Opportunities for women in business remain poor and caste and ethnic divides are strong as ever. By continuing to operate within traditional lines, the business economy resembles a series of independent vertical silos differentiated along ethnic lines—one for Marawaris, one for Newars, one for Bahuns and Chhetris, and so on.
Instead of being at the vanguard of social change, the independent vertical silos of the business-economy is fuelling communal polarization and slowing down evolution of a unified Nepali identity.
Pray, no politics
Many large businesses continue to rely on political leverage for their success. The differentiator among Nepali businesses isn’t often the underlying idea or even its offerings but the strength of its political cover. Firms are often getting ahead not on the merit of their business but on the back of political patronage.
The use of political influence for business gains hampers progress. The relationship between media and business is problematic as there is greater willingness now to leverage mass media for business and political gains. These relationships are often openly promoted, and with troubling impunity. There is no effort to push back.
Political brokerage for business gain encourages political interference. The disturbing fact isn’t just that this is occurring but that political influence is widely accepted as a necessity in the business community.

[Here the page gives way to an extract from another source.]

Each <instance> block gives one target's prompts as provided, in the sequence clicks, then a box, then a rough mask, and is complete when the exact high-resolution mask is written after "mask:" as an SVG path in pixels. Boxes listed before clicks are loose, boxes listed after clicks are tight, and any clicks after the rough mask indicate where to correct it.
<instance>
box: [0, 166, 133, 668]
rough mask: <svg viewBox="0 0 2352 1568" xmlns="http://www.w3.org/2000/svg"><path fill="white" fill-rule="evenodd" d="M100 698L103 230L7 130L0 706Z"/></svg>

In the past, when power was centralized, it was important to cosy up to the state. But with recent political changes, you would have thought businesses would challenge the centralization of power in the state and seek genuine rule-based liberalization.
Unfortunately, business competition has been reduced to a competition for state power. The net result is political instability, fuelled and financed by business interests.

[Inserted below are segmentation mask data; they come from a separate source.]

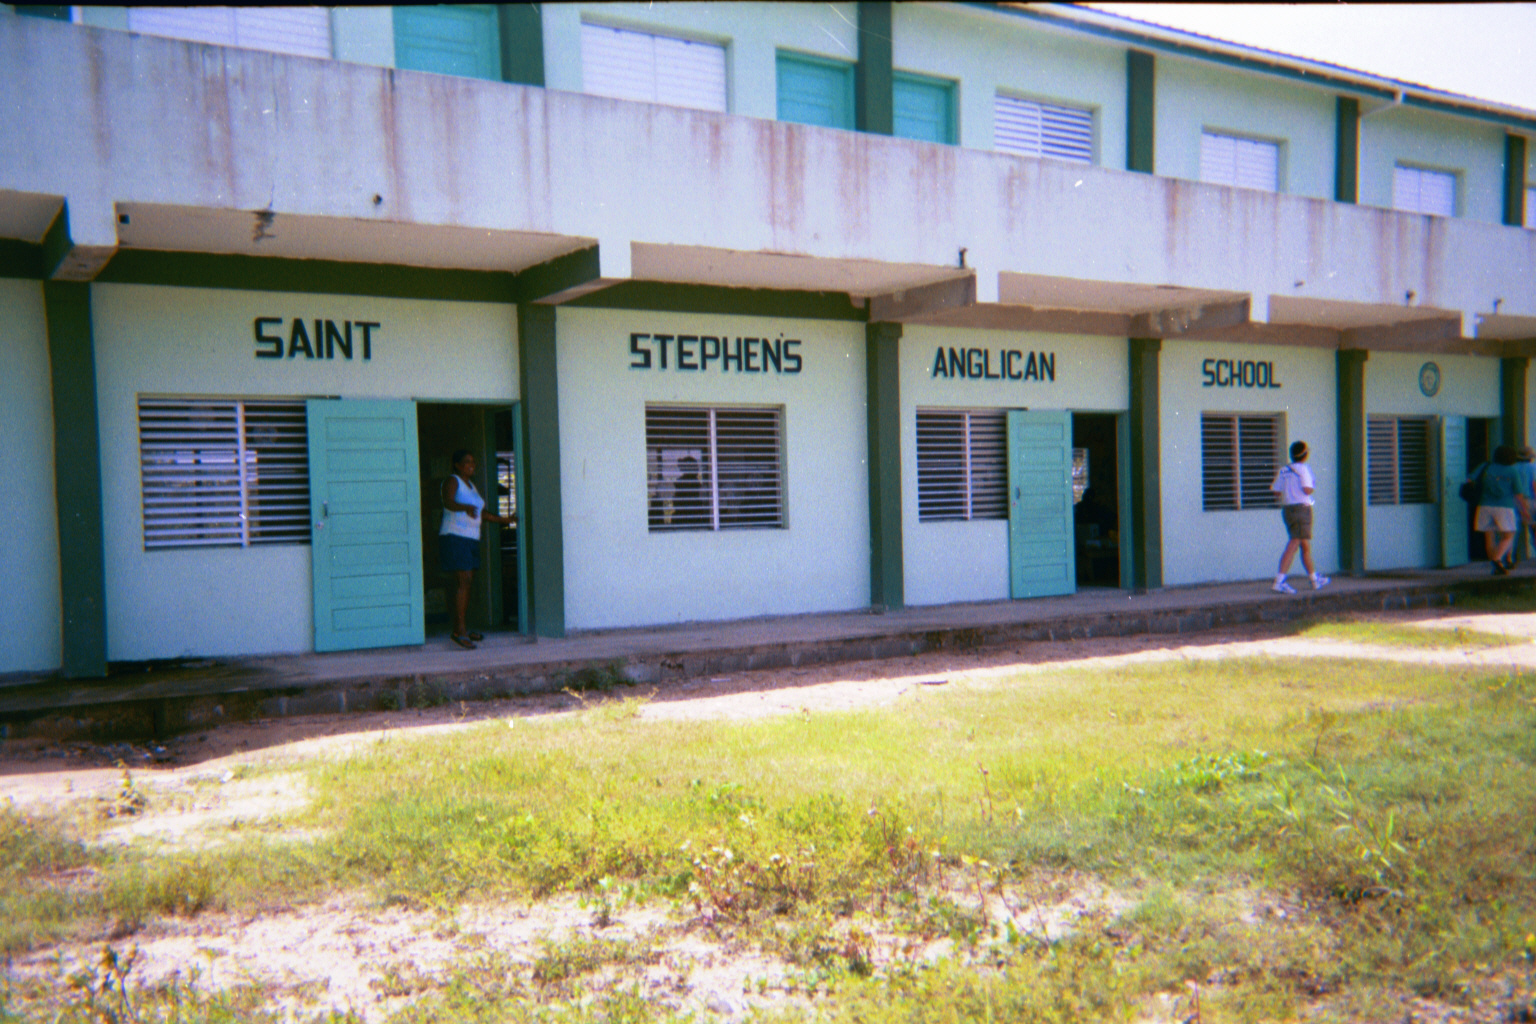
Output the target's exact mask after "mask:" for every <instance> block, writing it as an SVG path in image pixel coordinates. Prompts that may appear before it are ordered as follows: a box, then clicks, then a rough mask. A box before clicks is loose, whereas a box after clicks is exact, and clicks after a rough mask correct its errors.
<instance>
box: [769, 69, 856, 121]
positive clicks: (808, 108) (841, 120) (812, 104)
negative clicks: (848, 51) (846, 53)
mask: <svg viewBox="0 0 1536 1024" xmlns="http://www.w3.org/2000/svg"><path fill="white" fill-rule="evenodd" d="M776 63H777V72H779V120H780V121H796V123H799V124H820V126H822V127H842V129H845V130H849V132H851V130H852V127H854V66H852V64H849V63H846V61H840V60H826V58H823V57H806V55H802V54H785V52H780V54H779V58H777V61H776Z"/></svg>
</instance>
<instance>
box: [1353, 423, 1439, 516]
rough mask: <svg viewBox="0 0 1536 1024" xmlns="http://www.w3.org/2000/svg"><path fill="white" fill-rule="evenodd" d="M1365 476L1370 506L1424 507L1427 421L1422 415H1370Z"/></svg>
mask: <svg viewBox="0 0 1536 1024" xmlns="http://www.w3.org/2000/svg"><path fill="white" fill-rule="evenodd" d="M1366 477H1367V488H1369V494H1370V504H1372V505H1427V504H1430V502H1433V500H1435V499H1433V496H1432V487H1430V421H1428V418H1425V416H1372V418H1370V419H1367V421H1366Z"/></svg>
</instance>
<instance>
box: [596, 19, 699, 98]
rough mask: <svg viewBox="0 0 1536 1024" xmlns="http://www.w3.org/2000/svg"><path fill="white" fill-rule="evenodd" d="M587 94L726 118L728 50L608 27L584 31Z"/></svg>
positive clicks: (686, 41)
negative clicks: (692, 109) (726, 81)
mask: <svg viewBox="0 0 1536 1024" xmlns="http://www.w3.org/2000/svg"><path fill="white" fill-rule="evenodd" d="M581 74H582V89H584V91H585V92H590V94H593V95H599V97H613V98H616V100H639V101H641V103H664V104H667V106H685V107H694V109H700V111H719V112H722V114H723V112H725V48H723V46H719V45H716V43H696V41H694V40H687V38H674V37H671V35H651V34H650V32H634V31H630V29H614V28H607V26H604V25H582V26H581Z"/></svg>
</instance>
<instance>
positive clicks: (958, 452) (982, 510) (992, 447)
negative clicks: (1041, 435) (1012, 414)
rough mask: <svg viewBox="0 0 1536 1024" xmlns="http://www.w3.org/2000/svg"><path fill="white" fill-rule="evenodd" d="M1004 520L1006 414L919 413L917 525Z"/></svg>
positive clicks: (1007, 424)
mask: <svg viewBox="0 0 1536 1024" xmlns="http://www.w3.org/2000/svg"><path fill="white" fill-rule="evenodd" d="M955 519H958V520H965V519H1008V411H1006V410H1001V408H920V410H917V520H919V522H945V520H955Z"/></svg>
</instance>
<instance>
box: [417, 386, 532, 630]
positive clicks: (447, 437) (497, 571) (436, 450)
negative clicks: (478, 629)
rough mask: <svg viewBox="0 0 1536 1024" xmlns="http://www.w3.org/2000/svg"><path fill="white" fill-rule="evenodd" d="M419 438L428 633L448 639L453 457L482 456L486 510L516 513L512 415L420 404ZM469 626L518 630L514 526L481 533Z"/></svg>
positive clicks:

Nepali business leaders will often respond to such critiques with a standard response that the state is failing, that regulatory certainty doesn’t exist or that regulations are bad. Such defensive responses are now meaningless.
Nepal is in a unique moment in its history. The state is only just coming into existence and rules of governance are only just being formed. We are still busy figuring things out.
Businesses know that they can’t expect high level of regulatory or political maturity.
You can regulate a business on health, safety, standards, accounting rules, etc. But you can’t regulate it to have a soul or understand the underlying aspirations of the country. That calls for business leadership.
Business leaders need to do more than just spend their days counting the money they make. They need to step out and feel the aspirations of an explosive young country. They must demonstrate a sense of responsibility to the place from which they profit.
The absence of business leadership does not just indicate that some idealism is lost. There are real risks.
Heart for it
One, in its absence, the role of the state in business will increase. If businesses can’t help Nepalis realize their aspirations, there is no choice but for the state to step in. But we also can’t afford to return to an era of nationalization and state-owned enterprises.
We need to move to a more progressive era of liberalization. But for that, businesses must demonstrate that they have the heart to deliver, not just for themselves for also for the sake of their country.
Two, a second insurgency, this time targeting economic justice, could follow. If the villains of the last insurgency were the old power centres, the villains of the second insurgency will be the big holders of capital.
In pockets across Nepal, you can see elements of that insurgency taking shape. New political parties and interest groups are beginning to coalesce around this ideology. If businesses don’t take account of how the ground has shifted, in a few years there will be nothing left for them to stand on.
We cannot afford another insurgency. To avert it businesses must reorient themselves to serve all of Nepal.